António
Lamas não se demitirá do CCB: "Não está na minha natureza"
LUCINDA CANELAS
25/02/2016 - PÚBLICO
O
presidente do CCB reage à decisão do Governo de acabar com a
estrutura de missão que criou o plano estratégico para Belém. E
diz que a casa que dirige tem de depender menos do Estado e precisa
de um director de programação.
Nasceu na Rua da
Junqueira, na casa onde ainda hoje vive. Esteve envolvido na criação
de um plano de salvaguarda para a área Belém-Ajuda na década de
1980 e no lançamento do Centro Cultural de Belém (CCB), inaugurado
em 1993. Hoje António Lamas é o seu presidente. Alguns diriam, na
sequência das declarações do ministro da Cultura, João Soares,
numa entrevista recente ao semanário Expresso, que “ainda” é o
seu presidente.
Depois de o Governo
socialista ter decidido extinguir a Estrutura de Missão da
Estratégia Integrada de Belém, chefiada por Lamas e encarregada
pelo anterior Governo de coligação PSD-CDS de criar um plano
cultural para esta zona nobre da cidade, João Soares deu a entender
que esperava um pedido de demissão do presidente do CCB. Um pedido
que, segundo o adjunto do ministro da Cultura, Horácio Vale César,
ainda não chegou. Um pedido que, segundo António Lamas, não
chegará.
“Não me demito
quando acredito em alguma coisa. Não está na minha natureza.
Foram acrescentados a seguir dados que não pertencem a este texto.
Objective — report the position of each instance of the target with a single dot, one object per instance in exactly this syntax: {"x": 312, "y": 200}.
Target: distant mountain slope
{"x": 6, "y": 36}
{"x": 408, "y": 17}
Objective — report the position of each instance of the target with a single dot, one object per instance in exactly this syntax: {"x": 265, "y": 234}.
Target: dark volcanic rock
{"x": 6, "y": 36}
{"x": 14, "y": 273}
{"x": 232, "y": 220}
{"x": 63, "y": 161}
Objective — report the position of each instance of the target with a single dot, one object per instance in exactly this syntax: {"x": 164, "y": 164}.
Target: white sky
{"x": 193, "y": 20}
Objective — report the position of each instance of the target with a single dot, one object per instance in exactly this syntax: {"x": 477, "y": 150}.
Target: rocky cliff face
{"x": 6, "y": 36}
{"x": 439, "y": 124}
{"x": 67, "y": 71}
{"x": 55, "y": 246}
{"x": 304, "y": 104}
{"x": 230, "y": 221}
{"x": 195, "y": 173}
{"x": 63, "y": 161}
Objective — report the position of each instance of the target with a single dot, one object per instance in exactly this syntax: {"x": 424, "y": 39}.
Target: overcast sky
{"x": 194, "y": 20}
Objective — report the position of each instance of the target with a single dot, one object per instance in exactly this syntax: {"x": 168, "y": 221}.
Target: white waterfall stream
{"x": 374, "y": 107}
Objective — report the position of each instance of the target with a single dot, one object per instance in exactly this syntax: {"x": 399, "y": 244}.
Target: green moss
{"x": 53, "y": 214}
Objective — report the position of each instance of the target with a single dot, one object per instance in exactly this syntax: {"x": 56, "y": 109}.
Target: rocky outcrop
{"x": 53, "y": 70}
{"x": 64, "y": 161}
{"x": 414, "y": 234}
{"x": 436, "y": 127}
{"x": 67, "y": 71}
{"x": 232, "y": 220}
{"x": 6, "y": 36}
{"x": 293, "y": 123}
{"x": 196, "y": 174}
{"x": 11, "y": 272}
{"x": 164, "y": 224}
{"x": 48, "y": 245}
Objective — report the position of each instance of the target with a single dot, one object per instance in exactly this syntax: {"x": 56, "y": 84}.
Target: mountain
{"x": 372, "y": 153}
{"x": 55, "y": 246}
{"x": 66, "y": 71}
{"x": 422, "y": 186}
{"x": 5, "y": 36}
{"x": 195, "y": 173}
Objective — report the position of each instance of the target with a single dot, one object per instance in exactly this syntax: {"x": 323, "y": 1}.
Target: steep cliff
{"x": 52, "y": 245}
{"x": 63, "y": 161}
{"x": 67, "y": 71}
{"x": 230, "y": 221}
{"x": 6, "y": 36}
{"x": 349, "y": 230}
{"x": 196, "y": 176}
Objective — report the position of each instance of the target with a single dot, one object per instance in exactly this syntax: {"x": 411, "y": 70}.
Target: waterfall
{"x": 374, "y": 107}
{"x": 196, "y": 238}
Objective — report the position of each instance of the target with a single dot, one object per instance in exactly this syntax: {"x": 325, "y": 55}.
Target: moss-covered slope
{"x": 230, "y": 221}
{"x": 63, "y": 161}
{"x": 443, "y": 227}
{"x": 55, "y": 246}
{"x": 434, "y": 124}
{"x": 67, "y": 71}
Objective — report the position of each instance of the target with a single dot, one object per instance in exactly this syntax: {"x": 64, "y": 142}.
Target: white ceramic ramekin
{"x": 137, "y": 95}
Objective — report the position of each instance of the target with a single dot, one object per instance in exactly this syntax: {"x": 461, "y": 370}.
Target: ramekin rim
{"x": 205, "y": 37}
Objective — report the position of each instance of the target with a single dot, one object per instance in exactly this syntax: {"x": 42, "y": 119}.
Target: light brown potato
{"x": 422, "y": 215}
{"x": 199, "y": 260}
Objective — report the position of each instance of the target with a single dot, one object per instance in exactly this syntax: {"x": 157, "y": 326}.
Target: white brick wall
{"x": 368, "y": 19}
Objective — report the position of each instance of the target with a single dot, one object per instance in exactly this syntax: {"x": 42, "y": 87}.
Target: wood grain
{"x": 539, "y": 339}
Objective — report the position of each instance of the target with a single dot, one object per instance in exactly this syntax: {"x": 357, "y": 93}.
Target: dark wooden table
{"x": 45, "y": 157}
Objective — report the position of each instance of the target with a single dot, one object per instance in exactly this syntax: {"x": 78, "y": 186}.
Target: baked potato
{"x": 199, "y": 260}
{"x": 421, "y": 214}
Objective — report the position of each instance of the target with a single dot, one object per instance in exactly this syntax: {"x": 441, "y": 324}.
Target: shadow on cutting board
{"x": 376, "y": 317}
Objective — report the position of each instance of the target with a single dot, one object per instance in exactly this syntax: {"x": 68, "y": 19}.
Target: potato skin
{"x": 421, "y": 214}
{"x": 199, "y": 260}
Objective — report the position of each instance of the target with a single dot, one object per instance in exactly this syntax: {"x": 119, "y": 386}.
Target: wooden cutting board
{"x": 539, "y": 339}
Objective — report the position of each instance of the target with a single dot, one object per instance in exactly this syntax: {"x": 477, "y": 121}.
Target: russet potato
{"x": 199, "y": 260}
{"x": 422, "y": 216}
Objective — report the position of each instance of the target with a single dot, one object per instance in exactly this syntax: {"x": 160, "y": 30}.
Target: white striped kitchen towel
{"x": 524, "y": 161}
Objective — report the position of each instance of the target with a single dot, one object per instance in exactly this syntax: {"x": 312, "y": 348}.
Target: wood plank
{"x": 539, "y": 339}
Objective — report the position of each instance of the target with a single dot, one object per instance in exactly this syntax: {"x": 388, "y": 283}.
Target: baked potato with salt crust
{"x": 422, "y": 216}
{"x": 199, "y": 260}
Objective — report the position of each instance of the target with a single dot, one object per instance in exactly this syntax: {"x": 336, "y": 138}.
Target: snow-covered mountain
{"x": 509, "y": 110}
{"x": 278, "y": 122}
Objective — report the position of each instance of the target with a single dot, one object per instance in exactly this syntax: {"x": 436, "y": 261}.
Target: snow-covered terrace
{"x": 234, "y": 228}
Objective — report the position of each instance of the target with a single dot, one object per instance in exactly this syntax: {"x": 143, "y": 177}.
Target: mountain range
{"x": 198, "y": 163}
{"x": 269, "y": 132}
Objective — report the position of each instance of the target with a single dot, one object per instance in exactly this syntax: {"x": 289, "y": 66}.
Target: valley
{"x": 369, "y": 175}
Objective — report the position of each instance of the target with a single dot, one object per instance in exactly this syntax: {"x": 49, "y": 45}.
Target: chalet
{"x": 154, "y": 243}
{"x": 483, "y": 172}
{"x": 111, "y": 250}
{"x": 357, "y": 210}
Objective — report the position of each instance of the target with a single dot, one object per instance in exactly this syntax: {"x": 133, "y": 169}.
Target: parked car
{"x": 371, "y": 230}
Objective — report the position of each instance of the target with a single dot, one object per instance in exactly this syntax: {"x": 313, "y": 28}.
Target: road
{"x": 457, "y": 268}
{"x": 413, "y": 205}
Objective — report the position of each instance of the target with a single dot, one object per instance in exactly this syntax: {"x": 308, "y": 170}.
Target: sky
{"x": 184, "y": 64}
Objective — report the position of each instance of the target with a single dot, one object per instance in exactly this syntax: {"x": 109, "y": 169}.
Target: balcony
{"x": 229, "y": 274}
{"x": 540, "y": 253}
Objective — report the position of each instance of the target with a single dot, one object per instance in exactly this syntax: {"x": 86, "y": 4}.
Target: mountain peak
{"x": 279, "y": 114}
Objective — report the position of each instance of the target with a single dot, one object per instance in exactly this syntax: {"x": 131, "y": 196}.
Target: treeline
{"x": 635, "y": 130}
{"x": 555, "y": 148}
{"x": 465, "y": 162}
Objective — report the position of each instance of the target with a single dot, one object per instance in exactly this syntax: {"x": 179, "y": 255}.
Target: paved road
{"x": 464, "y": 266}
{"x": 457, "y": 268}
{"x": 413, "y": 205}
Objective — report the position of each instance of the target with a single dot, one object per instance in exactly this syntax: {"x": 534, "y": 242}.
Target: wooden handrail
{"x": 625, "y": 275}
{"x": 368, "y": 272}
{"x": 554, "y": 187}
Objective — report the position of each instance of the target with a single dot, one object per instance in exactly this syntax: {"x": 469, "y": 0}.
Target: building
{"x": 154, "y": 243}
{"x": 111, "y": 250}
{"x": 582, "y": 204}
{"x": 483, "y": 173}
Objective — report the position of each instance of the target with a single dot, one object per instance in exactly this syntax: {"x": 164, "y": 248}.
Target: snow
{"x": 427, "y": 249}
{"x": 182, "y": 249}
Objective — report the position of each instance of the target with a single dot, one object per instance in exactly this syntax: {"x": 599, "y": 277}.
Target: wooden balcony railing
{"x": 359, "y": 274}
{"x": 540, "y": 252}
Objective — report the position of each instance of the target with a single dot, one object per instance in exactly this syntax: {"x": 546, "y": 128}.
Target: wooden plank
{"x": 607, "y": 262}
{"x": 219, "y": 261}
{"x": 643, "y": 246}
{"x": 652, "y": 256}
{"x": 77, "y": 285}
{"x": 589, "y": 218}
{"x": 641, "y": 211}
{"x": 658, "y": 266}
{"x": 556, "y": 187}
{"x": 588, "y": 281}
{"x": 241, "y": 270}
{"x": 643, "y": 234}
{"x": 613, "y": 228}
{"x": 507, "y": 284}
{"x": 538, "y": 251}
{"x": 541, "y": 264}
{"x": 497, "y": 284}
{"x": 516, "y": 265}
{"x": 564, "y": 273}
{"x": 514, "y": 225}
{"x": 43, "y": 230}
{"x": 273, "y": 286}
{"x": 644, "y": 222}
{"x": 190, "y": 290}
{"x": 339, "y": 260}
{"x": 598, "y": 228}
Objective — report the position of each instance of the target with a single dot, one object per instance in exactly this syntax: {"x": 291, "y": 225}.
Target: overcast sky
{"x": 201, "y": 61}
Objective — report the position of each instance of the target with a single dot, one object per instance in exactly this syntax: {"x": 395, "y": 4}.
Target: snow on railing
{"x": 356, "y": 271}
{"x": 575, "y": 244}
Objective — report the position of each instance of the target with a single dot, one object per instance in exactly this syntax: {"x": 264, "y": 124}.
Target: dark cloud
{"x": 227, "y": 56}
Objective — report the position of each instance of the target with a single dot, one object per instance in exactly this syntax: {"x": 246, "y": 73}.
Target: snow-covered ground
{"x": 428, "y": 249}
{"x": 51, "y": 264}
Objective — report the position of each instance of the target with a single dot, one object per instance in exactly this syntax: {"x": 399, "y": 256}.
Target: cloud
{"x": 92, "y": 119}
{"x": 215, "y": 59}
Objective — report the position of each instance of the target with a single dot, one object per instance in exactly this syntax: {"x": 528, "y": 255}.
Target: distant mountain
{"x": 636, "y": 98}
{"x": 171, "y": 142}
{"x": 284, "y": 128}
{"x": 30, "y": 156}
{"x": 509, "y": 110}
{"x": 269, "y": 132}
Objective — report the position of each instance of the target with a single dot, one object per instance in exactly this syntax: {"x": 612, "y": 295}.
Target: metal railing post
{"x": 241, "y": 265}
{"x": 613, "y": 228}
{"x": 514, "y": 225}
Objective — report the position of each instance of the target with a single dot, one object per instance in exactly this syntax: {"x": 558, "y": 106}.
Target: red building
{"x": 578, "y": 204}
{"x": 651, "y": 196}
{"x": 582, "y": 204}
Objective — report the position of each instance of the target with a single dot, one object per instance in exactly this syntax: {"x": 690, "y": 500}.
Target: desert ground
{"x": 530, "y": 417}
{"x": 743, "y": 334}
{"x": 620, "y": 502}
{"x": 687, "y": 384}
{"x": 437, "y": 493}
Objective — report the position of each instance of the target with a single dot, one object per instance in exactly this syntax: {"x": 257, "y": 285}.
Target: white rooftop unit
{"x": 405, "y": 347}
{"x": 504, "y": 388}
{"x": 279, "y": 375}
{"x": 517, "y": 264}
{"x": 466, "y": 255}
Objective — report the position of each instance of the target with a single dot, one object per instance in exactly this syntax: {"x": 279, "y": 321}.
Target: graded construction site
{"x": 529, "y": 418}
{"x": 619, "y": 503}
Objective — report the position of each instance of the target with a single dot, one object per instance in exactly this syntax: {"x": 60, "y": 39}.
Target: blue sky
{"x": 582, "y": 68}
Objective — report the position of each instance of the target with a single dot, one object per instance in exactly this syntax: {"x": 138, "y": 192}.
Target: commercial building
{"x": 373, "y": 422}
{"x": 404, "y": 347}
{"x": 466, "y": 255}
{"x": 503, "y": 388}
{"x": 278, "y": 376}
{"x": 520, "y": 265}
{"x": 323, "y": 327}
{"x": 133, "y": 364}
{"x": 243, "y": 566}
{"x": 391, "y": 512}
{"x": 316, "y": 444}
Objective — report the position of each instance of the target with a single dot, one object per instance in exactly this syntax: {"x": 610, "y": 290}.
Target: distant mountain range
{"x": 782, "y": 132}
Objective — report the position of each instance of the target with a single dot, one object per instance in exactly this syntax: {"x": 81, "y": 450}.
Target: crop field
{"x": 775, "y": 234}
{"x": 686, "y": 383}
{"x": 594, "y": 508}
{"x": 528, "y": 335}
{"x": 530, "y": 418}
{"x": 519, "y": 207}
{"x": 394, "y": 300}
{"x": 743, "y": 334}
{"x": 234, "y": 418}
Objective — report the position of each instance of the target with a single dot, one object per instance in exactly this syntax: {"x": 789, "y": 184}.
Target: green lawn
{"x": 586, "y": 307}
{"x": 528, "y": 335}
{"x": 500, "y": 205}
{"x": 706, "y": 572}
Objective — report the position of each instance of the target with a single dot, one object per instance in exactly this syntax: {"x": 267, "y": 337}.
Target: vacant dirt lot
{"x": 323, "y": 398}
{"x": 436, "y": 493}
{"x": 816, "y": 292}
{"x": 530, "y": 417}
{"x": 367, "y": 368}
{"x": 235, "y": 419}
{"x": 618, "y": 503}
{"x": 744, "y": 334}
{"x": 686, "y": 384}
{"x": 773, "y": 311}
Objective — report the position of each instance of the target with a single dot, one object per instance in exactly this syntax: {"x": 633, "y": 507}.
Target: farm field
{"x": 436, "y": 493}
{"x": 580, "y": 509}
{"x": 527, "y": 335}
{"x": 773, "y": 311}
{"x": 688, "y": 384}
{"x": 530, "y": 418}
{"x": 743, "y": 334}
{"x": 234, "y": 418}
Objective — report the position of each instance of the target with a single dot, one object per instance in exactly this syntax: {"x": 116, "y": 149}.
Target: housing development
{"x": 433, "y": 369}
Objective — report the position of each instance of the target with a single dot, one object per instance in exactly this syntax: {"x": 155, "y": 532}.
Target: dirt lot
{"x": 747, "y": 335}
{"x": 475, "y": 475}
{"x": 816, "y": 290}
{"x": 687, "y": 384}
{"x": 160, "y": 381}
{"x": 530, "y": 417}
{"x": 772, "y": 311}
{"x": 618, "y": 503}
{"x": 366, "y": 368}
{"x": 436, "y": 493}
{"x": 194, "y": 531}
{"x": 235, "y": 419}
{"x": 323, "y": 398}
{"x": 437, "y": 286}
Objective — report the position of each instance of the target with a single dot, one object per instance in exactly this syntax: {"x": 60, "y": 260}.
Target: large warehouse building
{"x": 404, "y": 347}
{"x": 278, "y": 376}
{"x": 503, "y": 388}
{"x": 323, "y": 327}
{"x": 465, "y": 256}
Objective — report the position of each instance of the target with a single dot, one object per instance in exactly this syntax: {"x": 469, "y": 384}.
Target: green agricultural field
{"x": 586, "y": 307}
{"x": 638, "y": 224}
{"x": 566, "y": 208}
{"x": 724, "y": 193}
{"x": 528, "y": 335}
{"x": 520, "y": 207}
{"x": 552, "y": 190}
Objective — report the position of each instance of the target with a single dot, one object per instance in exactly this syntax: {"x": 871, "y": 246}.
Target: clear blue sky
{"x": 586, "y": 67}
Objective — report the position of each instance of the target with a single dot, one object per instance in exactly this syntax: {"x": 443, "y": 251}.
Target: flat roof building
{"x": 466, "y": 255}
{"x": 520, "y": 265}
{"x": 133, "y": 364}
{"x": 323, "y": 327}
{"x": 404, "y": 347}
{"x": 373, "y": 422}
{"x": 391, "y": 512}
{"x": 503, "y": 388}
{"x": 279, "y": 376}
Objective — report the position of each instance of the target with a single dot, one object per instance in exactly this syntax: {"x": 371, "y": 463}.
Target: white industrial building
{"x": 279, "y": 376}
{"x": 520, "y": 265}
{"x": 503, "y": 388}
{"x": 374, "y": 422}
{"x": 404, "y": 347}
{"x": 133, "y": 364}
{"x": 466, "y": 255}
E eu
acredito que o CCB tem capacidade para gerar mais receita e depender
menos do Fundo de Fomento Cultural, acredito que pode ganhar públicos
e ser mais importante do que é hoje para a cidade e para o país”,
disse ao PÚBLICO António Lamas esta quarta-feira, dia em que foi
publicada em Diário da República a resolução do Conselho de
Ministros de 18 de Fevereiro que extingue a equipa por ele chefiada e
que tinha por objectivo criar uma estratégia capaz de harmonizar a
gestão de museus, palácios, jardins, monumentos e outros
equipamentos pertencentes a diversas entidades públicas e privadas
de Belém. “Mas também sei que os lugares que exerço não me
pertencem. São públicos. E cabe a quem de direito decidir quem os
ocupa”, acrescentou, fazendo questão de sublinhar que não
pertence a nenhum partido, que não tem nem nunca teve ambições
políticas e que já foi nomeado para cargos públicos por governos
PS e por governos PSD ou de coligação (PSD-CDS).
Do Ministério da
Cultura a resposta às perguntas do PÚBLICO chegou por email e deixa
antever um afastamento do presidente do CCB: “Apesar de António
Lamas ter associado, em declarações públicas, a permanência nas
suas funções à implementação do chamado 'Eixo Belém-Ajuda' e de
este projecto ter sido revogado no Conselho de Ministros da semana
passada, o ministro da Cultura não recebeu qualquer pedido de
demissão ou indicação de colocação do lugar à disposição.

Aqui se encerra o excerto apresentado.